L'autre - Jeanne Signard



L’autre, pronom indéfini, qu'il est donc vain de vouloir définir...
N’est-il pas cet étranger qui vient à nous à l’improviste,
qui nous dérange peut-être ?
Ou celui que nous fréquentons et appelons par son nom
mais qui garde sa part d’étrangeté et d’indéterminé.

Supportons-nous « l’autre » dans notre vie ?
Impossible si nous avons une vision de la vie bien cadrée,
bien programmée, bien cloisonnée,
si nous pensons que chacun a une place marquée, fixée à jamais,
et un comportement prévisible en toute circonstance.

Pour supporter l’autre, il faut vivre moins serrés,
mettre du "jeu" entre nous afin de rendre la vie "jouable".
Laisser de la place à l’autre, dans nos têtes, dans nos cœurs,
dans le coffre-fort de nos idées arrêtées, bien pliées, bien rangées.
Cela ne peut se faire sans une capacité à se déplacer,
à se pousser un peu pour faire de la place.

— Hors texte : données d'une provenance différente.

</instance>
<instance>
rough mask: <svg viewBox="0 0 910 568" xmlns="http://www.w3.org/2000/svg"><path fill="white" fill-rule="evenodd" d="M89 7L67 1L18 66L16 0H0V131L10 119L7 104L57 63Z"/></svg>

Donner de la place à l’autre questionne notre propre place.
Si nous nous surprenons à dire ou simplement à penser :
"Je tiens à ma place - Ici je n’ai pas ma place - Il veut prendre ma place"...
cela veut dire que nous nous identifions à notre place.
Obsédés par cette peur de la perdre,
nous voilà réduits à être une place, et peut-être rien d’autre !
Mais si nous acceptons de nous déplacer
pour laisser un peu de place à l’autre,
un autre point de vue s’offre à nous !

L’irruption de l’autre est un appel à sortir de nos coquilles.
L’autre, même s'il nous dérange,
remet du mouvement dans la monotonie de nos vies.
L’autre est toujours une histoire à accueillir,
non seulement parce qu’il nous arrive avec son histoire à lui,
mais parce qu’il va marquer aussi notre histoire.

Quelle histoire commune allons-nous écrire à partir de notre rencontre ?
"Moi, je ne veux pas d’histoires !" dites-vous.
Mais pouvons-nous écrire notre histoire
sans y mêler quelques « histoires » communes ?
"Moi je suis très clair ! personne ne pourra me faire changer d’avis !"
Celui qui se vante d’avoir la pureté et la transparence du cristal
en possède aussi la dureté et la fragilité.
La rencontre de l’autre risque de le briser par le choc de sa différence,
à moins que, pour éviter la casse, il préfère quitter la place.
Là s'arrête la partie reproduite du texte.